Some things old and some things new: The best of the new National Ballet season Add to ...

The National Ballet of Canada’s 2013-2014 season will be a judicious mix of the tried and true and the new and different, according to artistic director Karen Kain, who spoke to the Globe in advance of Tuesday’s season launch.

“There’s as much risk as we can handle,” Kain said. “Too many new works, and we won’t make enough box office to pay our bills.”

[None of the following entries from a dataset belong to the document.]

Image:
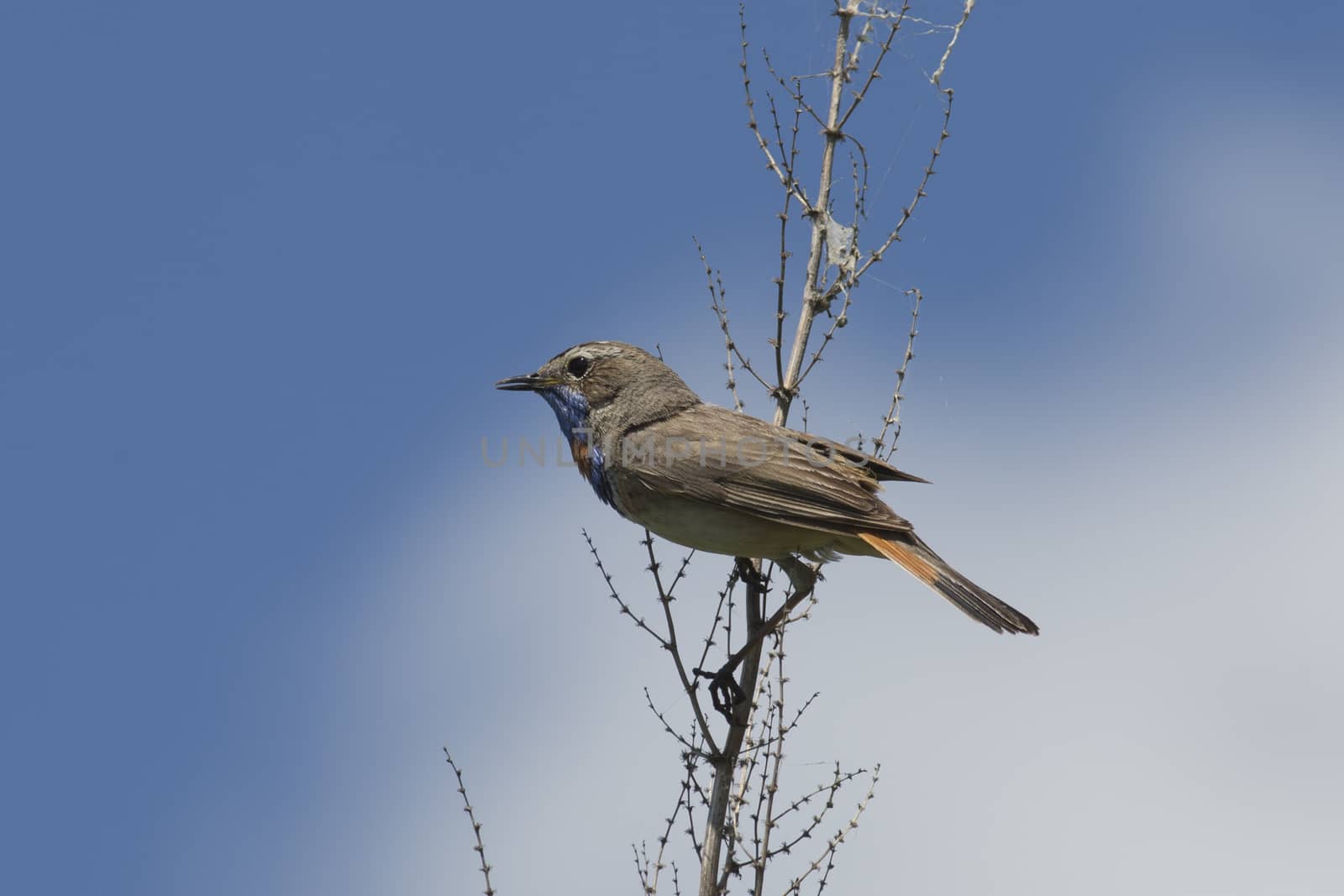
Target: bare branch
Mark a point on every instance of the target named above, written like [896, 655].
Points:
[788, 181]
[956, 33]
[893, 417]
[874, 257]
[877, 65]
[615, 595]
[718, 302]
[669, 644]
[476, 825]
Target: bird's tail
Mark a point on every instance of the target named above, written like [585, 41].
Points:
[927, 566]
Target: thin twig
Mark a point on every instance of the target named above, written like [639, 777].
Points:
[718, 302]
[669, 644]
[894, 411]
[476, 825]
[790, 183]
[956, 33]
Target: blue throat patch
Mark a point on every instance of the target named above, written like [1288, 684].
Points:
[571, 411]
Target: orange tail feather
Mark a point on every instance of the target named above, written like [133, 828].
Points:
[922, 563]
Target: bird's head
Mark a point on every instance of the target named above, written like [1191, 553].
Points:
[593, 378]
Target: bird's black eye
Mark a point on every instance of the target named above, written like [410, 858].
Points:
[578, 365]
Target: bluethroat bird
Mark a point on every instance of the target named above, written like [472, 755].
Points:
[725, 483]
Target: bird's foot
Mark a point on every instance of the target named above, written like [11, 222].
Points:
[725, 691]
[748, 574]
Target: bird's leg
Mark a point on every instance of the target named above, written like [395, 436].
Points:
[725, 689]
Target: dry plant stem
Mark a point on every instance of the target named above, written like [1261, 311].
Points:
[833, 844]
[894, 237]
[812, 296]
[723, 761]
[773, 788]
[476, 825]
[671, 644]
[894, 411]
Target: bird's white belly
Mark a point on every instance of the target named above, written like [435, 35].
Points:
[719, 531]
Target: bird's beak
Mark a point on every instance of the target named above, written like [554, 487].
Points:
[526, 383]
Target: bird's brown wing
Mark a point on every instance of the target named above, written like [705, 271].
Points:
[729, 459]
[879, 469]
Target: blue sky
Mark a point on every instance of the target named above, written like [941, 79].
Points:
[265, 261]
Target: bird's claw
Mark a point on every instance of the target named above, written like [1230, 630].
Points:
[725, 691]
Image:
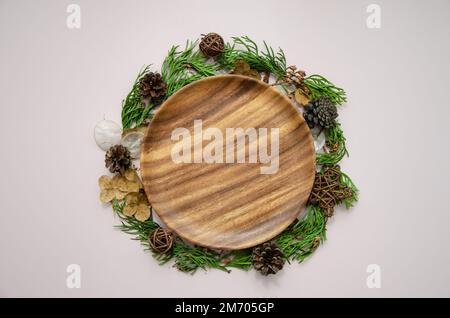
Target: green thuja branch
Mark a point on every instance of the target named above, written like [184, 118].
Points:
[188, 259]
[320, 86]
[241, 259]
[139, 230]
[302, 238]
[134, 110]
[262, 60]
[181, 68]
[336, 143]
[345, 179]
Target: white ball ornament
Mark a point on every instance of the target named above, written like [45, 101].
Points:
[107, 133]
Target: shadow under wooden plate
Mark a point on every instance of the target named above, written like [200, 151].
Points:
[228, 205]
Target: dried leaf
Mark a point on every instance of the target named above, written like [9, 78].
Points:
[131, 175]
[130, 209]
[132, 198]
[120, 195]
[301, 97]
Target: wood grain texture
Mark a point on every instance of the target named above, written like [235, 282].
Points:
[228, 205]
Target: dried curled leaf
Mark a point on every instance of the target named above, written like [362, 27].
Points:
[137, 204]
[118, 187]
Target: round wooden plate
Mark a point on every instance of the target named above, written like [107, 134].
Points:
[227, 205]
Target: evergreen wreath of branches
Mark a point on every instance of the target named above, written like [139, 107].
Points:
[184, 66]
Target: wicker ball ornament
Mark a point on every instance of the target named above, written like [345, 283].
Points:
[212, 44]
[161, 240]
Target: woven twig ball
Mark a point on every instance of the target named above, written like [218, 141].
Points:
[161, 240]
[212, 44]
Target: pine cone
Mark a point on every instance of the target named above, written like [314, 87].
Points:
[152, 86]
[118, 159]
[268, 258]
[212, 44]
[320, 112]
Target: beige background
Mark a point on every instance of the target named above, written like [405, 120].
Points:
[57, 83]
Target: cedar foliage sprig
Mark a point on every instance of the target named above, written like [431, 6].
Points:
[320, 86]
[302, 238]
[335, 140]
[262, 60]
[181, 68]
[187, 258]
[134, 110]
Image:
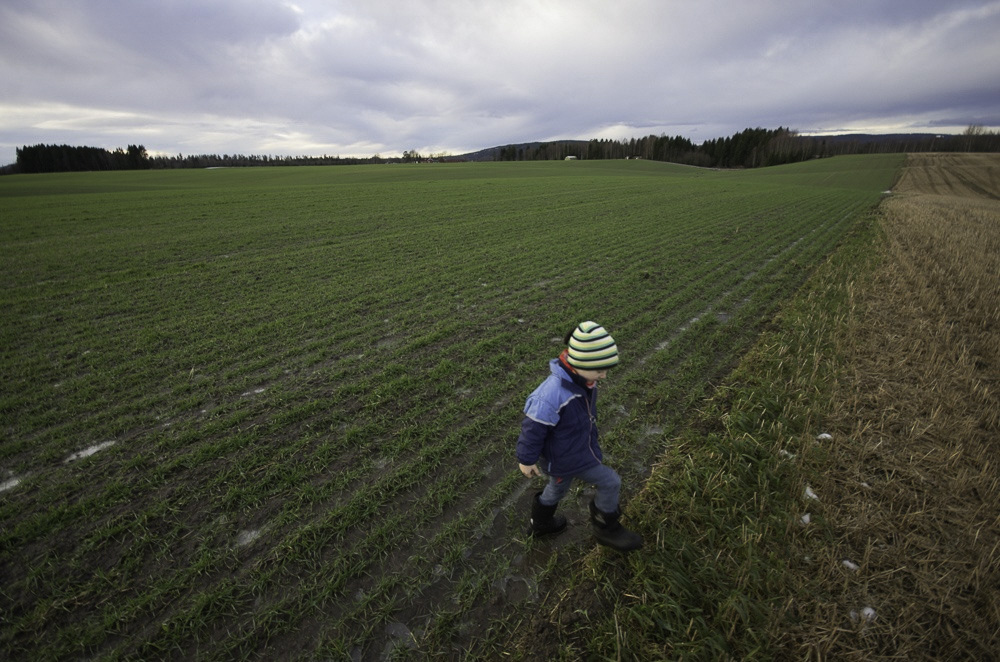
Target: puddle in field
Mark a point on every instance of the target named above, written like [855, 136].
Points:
[87, 452]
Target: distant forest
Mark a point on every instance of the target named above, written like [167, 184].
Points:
[750, 148]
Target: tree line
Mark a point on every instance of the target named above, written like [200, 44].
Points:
[69, 158]
[750, 148]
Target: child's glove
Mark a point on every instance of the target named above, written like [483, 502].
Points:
[530, 470]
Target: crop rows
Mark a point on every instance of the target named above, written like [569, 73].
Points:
[312, 380]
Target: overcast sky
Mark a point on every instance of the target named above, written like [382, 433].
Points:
[364, 77]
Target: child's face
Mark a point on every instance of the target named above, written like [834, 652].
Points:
[592, 375]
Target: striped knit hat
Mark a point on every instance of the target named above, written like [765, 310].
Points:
[591, 347]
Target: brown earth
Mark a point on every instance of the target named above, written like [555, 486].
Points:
[913, 490]
[911, 485]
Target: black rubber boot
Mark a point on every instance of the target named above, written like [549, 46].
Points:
[610, 532]
[544, 520]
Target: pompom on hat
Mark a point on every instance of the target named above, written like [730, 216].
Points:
[591, 347]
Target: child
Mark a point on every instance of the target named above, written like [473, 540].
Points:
[560, 425]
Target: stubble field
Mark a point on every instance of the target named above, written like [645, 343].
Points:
[271, 413]
[836, 497]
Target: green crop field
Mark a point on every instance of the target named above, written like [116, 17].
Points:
[272, 412]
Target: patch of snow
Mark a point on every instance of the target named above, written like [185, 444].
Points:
[87, 452]
[244, 538]
[868, 614]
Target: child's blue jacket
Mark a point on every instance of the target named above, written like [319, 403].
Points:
[560, 425]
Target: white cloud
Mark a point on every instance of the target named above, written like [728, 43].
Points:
[347, 78]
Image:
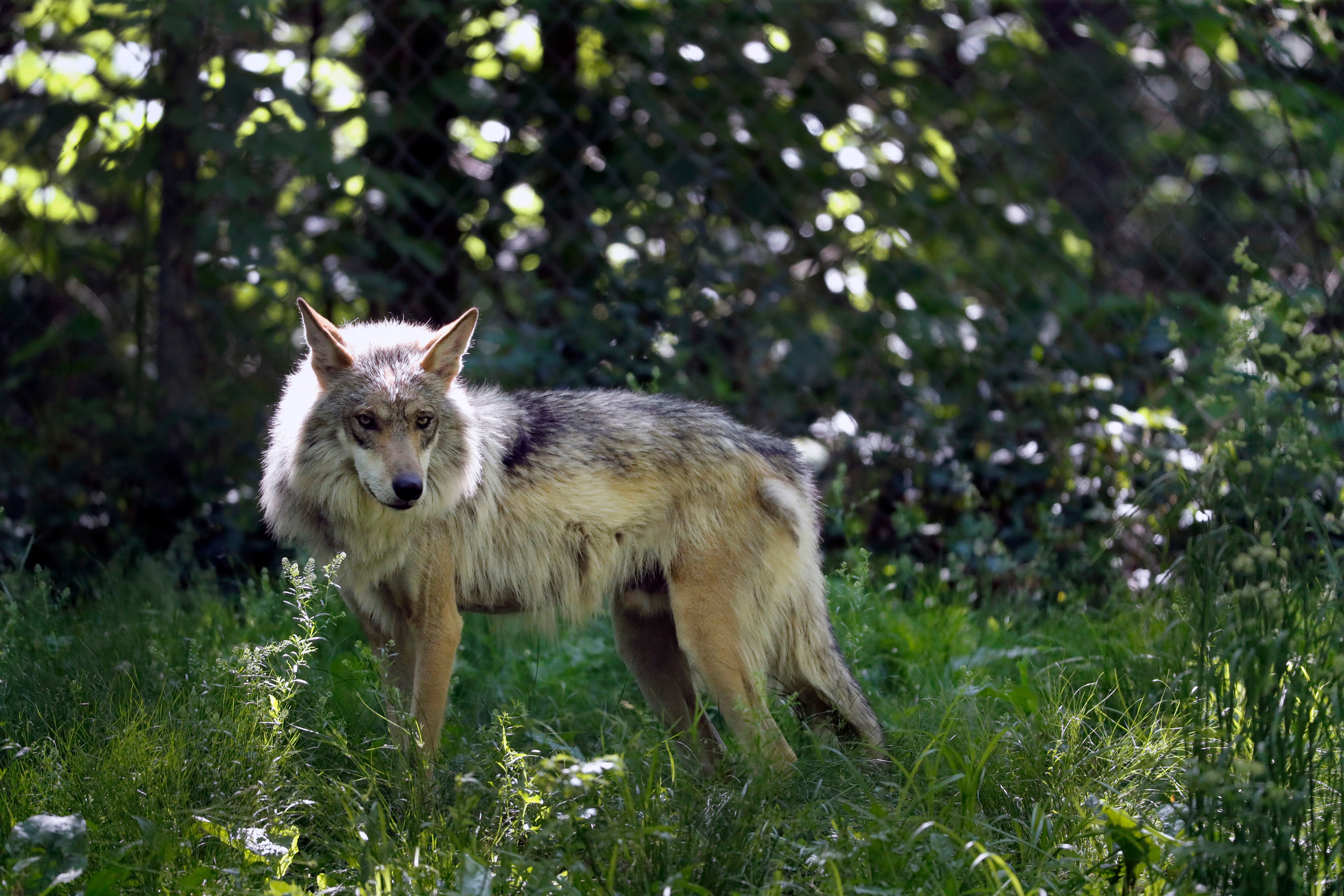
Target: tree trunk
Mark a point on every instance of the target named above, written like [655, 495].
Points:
[407, 62]
[179, 342]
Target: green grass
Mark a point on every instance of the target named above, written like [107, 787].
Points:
[1011, 733]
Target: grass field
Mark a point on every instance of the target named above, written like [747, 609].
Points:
[1022, 743]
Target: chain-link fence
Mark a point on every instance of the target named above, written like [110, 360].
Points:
[967, 249]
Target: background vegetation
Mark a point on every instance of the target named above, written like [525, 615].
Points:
[1049, 292]
[960, 246]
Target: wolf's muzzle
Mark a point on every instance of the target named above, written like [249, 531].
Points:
[408, 487]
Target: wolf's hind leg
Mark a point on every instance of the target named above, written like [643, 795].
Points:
[705, 590]
[646, 637]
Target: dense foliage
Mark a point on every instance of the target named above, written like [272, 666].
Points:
[162, 737]
[966, 248]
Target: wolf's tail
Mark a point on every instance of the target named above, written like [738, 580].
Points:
[822, 678]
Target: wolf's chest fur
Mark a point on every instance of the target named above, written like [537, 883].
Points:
[547, 502]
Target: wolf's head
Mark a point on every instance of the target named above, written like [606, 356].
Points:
[386, 400]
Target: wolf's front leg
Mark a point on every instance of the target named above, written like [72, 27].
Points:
[439, 631]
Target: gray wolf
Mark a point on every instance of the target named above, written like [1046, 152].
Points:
[698, 534]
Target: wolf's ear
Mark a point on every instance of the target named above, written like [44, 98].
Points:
[327, 350]
[444, 357]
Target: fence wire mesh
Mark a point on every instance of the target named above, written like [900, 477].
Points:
[941, 240]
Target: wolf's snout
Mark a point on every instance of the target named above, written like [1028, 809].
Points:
[408, 487]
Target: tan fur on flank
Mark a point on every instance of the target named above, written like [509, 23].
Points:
[698, 532]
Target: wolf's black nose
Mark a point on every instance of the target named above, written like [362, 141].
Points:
[408, 487]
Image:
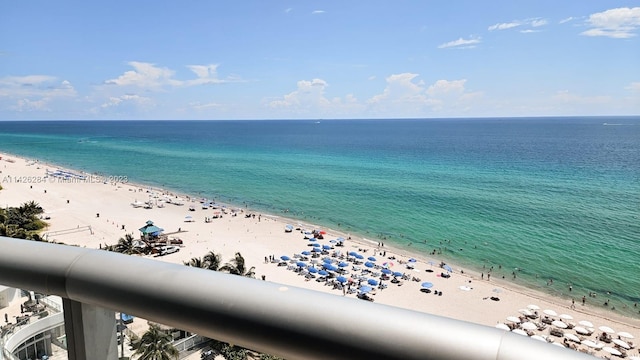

The riskiest program is Innovation (Nov. 22-28), which features world premieres by three Canadian choreographers. The first Innovation concert in 2009 produced the monster hit Emergence by Crystal Pite. Kain is hoping for another windfall from Robert Binet, José Navas and former artistic director James Kudelka.

Binet, just in his 20s, was already a wunderkind choreographer when he was at Canada’s National Ballet School. He is currently the choreographic apprentice at London’s Royal Ballet. Navas is a wildly popular Montreal dancesmith with a worldwide reputation. Innovation will mark Kudelka’s first new work for the company since 2005.

The new season is a big year for the works of Kudelka. Both his controversial Swan Lake (Nov. 9-17 and Mar. 8-16) and his brilliant Cinderella (June 4-15) are getting remounts. John Cranko’s much-loved Onegin (Mar. 19-23) rounds off the lucrative full-length ballet roster.

Other remounts include Canadian-born, New York-based Aszure Barton’s 2009 intriguing Watch Her, paired with Sir Frederick Ashton’s 1976 masterpiece A Month in the Country, based on Turgenev’s classic story. The company has not performed the ballet since Kain herself starred in the lead role in 1995 (Feb. 26-Mar. 7).

The third mixed program (May 28-June 1) includes the Canadian premiere of Marco Goecke’s radical rethink of the 1911 Ballets Russes Fokine classic Le Spectre de la Rose. Goecke is Stuttgart Ballet’s resident choreographer. Also on the playbill are Jerome Robbins’ lyrical Opus 19/The Dreamer and William Forsythe’s punk-influenced the second detail.

The cash cow Nutcracker is on board for festive cheer (Dec. 14-Jan. 4), while the always popular gala completes the season (June 12). Touring includes the prestigious Saratoga Springs Performing Arts Centre (with the National being the only ballet company other than New York City Ballet to perform there), and Ottawa’s National Arts Centre.